In order to establish the prediction model of pavement surface properties based on the aggregate geometric characteristic parameters, the average angularity index (i.e., AIa) and the average texture factor (i.e., TFa) were taken as independent variables, while MTD, MPD and WFC were taken as dependent variables. The statistical regression prediction models were established as follows.

$$MTD=4.1531A{I}_a-0.1121T{F}_a-3.6846{\mathrm{R}}^2=0.89$$

(9)

$$MPD=6.7514A{I}_a+0.4139T{F}_a-6.4471{\mathrm{R}}^2=0.93$$

(10)

$$WFC=0.1001A{I}_a+0.0453T{F}_a+0.6405{\mathrm{R}}^2=0.69$$

(11)

The three regression models above were tested by the F-tests and were highly significant statistically at a significance level of 95%.

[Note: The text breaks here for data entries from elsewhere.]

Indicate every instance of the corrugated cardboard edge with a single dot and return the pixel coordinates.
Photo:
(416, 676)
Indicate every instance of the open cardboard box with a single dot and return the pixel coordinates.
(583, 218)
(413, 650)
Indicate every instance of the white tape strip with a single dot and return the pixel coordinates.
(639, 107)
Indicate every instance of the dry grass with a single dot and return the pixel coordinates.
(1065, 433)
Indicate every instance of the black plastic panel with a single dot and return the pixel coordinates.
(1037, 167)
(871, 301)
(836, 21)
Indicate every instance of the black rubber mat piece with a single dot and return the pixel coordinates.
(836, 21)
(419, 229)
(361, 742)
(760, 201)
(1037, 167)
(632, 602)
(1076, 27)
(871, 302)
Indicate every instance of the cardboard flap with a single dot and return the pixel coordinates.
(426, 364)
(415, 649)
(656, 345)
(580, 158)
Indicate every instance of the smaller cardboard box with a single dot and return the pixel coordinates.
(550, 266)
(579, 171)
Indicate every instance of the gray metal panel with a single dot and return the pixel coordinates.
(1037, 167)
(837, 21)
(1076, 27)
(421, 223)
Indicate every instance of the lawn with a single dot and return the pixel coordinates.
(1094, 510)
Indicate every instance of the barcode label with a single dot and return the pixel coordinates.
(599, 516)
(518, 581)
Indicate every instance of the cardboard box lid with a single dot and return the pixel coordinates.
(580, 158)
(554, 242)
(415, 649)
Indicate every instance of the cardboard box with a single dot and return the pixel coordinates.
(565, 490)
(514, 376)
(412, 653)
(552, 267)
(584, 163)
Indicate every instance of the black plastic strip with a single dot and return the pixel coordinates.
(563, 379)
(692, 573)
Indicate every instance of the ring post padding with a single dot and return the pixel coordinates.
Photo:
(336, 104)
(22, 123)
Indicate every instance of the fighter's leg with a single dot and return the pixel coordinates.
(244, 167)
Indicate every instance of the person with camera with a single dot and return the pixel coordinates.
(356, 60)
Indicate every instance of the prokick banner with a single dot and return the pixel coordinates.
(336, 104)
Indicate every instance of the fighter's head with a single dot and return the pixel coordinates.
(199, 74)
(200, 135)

Figure 12 shows the correlation between the predicted pavement surface property evaluation indices calculated by the prediction models and the evaluation indices of pavement surface property measured by the sand patch method, 2D-ITAM and WFT. It can be seen that the data points are basically concentrated around the 45° equality line and the correlation coefficients are high.

6. Conclusions

This paper proposes three mathematical models to predict the surface properties of the asphalt pavements (Equations (9)–(11)). The models establish the correlation between aggregate geometrical properties and the asphalt pavement surface properties, which is of great significance to realize the optimization design of asphalt mixture based on pavement surface characteristics. The major findings of this study are summarized as follows:

(1)

The Aggregate Geometric Characteristic Evaluation System (i.e., AGCES) developed based on 2-dimensional digital image processing techniques can characterize the form property, angularity characteristics, and surface texture of aggregate particles.

(2)

Aggregate with distinct edges and corners and deeper surface texture improves pavement surface roughness, which is manifested as the increase in MTD, MPD and WFC. The form property of aggregate has no significant effect on the surface texture of asphalt pavement.

(3)

The prediction models of pavement surface characteristics based on the angularity characteristics and surface texture of aggregate particles are developed according to the study on the influence of aggregate geometrical features on MTD, MPD and WFC. The coefficients of the mentioned models are calculated using Levenberg-Marquart and universal global optimization.

It should be noted that this paper only analyzes the correlations between aggregate geometry characteristics and pavement surface property. In fact, aggregate particle size, aggregate arrangement and aggregate gradation also directly affect pavement surface property, especially closely related to macro-texture. These are for subsequent research work.